Festival Lussas 2003 : ÉTAT d’URGENCE

Vincent BOUCHARD
Université de Montréal / Université Paris III
15 décembre 2004

Je profite de ce papier pour vous narrer ma rencontre avec des gens de cinéma pas comme les autres. Cela commence comme dans les contes : Il était une fois, dans un petit village de l’Ardèche, un groupe de rebelles (mené par le souscommandant Jean-Marie Barbe) qui avait décidé de lutter pour « une approche anticentraliste de la culture et pour la valorisation du cinéma en région ». Ils signaient leurs actions Ardèche images. Pour bien comprendre ce conte, il faut savoir qu’en France, à cette époque-là (c’est encore très vrai maintenant, même si la situation a évolué), toutes les maisons de productions cinématographiques sont centralisées à Paris. Pour des raisons de coût, mais aussi pour des questions esthétiques de témoignage et de rapport au réel, la petite équipe ardéchoise s’intéressait plus particulièrement aux formes documentaires de cet art cinématographique. Leurs objectifs principaux étaient la création cinématographique, la diffusion de films, la formation aux techniques du cinéma et l’organisation d’un festival de cinéma.

Nous y voilà : un festival de cinéma. Entendons-nous bien : pas un festival comme les autres… D’abord le cadre : imaginez un petit village (3 000 habitants, peut-être), perdu dans les montages, une petite rivière coule dans la vallée (si jamais vous étiez tentés d’aller y faire un tour, prévoyez un ou deux jours en sus pour la ballade). Chaque année, en août, la vraie salle de cinéma de Lussas et les quelques autres salles temporaires (qui surgissent dans la salle des fêtes, dans une grange, sur le terrain de tennis ou sur la place du village…) sont envahies par des hordes de festivaliers. Ensuite le concept : les États généraux du documentaire sont plus proches de l’université d’été ou du stage de réflexion sur les cinémas que du festival de Qannes (heu… Cannes) et de son palmarès. Chaque année, les films sélectionnés servent de lieu de rencontres, d’échanges, de débats sur la pratique cinématographique, sur des questions citoyennes, sur la vie en générale.

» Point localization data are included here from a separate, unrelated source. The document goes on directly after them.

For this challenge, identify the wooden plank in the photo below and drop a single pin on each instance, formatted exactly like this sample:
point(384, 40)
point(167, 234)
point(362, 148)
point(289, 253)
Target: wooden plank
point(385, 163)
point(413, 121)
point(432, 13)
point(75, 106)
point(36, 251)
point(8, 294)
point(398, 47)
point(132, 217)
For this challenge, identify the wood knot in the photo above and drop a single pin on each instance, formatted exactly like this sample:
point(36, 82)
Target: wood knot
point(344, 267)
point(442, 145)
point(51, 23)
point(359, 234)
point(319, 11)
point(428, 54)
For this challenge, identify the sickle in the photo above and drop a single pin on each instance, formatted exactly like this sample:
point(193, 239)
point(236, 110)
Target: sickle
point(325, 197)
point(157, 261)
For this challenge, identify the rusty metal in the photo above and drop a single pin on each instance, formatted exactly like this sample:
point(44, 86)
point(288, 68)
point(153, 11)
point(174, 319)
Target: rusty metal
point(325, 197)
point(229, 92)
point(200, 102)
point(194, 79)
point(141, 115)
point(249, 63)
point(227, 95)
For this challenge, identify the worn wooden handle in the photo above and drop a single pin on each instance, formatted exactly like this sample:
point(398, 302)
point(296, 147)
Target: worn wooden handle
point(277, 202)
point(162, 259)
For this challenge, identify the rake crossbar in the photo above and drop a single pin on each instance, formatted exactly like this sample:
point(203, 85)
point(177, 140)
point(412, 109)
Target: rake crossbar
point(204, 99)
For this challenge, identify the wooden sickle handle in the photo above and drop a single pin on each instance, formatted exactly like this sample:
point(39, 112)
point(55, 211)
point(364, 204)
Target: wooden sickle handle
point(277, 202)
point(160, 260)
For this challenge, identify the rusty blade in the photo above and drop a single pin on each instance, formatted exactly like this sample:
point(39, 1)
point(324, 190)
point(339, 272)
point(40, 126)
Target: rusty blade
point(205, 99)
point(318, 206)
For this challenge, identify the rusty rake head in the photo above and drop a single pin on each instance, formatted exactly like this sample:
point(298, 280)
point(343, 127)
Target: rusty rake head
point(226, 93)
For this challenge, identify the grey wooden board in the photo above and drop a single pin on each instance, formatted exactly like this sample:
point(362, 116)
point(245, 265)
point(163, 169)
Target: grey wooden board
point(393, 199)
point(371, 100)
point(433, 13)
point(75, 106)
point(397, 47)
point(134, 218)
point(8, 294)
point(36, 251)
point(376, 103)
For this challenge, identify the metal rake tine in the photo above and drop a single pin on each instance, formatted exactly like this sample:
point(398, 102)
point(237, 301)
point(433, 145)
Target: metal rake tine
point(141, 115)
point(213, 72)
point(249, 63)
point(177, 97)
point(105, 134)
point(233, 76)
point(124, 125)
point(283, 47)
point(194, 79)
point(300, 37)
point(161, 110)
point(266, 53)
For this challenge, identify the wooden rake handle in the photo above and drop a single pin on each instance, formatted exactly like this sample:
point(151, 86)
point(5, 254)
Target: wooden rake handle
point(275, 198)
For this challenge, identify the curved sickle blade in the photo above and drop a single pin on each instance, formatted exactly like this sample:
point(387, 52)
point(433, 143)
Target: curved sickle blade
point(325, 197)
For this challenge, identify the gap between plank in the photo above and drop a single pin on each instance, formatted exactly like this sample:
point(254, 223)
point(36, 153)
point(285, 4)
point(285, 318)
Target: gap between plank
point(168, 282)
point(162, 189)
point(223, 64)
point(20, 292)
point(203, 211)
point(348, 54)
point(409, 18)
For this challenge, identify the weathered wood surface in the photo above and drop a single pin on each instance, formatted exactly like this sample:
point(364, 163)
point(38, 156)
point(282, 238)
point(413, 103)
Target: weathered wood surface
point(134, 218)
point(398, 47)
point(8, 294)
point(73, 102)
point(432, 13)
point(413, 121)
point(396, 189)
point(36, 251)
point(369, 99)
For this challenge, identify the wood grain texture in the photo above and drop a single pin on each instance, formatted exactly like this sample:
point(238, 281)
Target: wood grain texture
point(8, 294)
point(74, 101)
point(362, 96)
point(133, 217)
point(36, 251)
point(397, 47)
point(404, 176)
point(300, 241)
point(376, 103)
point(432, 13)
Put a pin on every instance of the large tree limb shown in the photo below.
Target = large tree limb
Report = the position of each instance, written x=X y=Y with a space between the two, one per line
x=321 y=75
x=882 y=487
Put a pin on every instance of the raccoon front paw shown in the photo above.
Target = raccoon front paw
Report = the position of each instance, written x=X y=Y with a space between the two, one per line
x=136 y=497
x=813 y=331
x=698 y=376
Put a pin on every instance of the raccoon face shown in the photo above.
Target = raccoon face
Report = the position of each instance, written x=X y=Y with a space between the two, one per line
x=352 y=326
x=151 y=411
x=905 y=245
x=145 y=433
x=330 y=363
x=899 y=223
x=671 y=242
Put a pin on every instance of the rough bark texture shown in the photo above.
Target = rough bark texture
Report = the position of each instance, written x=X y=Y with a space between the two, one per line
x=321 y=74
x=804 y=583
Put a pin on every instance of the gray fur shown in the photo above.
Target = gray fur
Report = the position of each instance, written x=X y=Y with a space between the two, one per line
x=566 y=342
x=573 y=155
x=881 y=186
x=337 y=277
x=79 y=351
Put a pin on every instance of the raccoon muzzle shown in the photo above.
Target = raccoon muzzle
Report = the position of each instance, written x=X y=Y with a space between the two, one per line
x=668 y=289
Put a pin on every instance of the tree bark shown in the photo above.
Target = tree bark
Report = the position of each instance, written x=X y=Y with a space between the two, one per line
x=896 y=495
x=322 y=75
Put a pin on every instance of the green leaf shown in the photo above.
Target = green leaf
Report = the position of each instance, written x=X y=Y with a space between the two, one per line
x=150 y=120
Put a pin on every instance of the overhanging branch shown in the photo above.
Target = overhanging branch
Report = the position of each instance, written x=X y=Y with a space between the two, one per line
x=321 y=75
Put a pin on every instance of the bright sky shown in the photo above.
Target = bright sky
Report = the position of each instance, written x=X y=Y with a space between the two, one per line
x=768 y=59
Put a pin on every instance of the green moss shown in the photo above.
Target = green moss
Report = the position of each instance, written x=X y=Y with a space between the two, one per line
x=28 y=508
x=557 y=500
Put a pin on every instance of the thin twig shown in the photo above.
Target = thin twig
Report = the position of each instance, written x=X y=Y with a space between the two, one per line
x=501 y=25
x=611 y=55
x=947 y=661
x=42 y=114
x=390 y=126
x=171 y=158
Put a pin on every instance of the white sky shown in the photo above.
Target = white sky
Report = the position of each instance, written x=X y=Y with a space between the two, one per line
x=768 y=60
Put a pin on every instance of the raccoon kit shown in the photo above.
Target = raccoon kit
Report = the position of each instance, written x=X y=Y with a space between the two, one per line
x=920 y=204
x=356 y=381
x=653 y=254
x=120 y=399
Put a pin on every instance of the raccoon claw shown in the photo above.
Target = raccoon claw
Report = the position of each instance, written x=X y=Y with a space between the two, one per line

Cette année encore, le programme était très alléchant. Vous auriez pu suivre l’Histoire dune rencontre, un ensemble de débats menés par Jean-Louis Comolli autour de la rencontre, dans les années 60, entre des cinéastes et le monde ouvrier. Il y avait également ces Petites pierres blanches semées sur son parcours par Jean-Luc Godard dans ses vidéos des années 70. Pour l’édition 2003, La route du doc nous emmenait en Inde, pour découvrir une production documentaire très peu connue. Il ne faut pas oublier tous Ces films qui nous regardent, les films récents qui servent de lieu de débats sur la société. Il ne m’a pas été possible de tout voir. Pas parce que j’ai passé mon temps à me tremper dans la petite rivière, mais tout simplement parce que ce n’est pas possible. À Lussas, il faut faire des choix, s’inscrire dans certains séminaires, hésiter entre Godard et Syberberg, entre l’histoire des images et celle des rencontres. La programmation étant très riche et très diversifiée, il faut suivre son intuition. Voici donc quelques réflexions sur un parcours dans cette édition des États généraux 2004.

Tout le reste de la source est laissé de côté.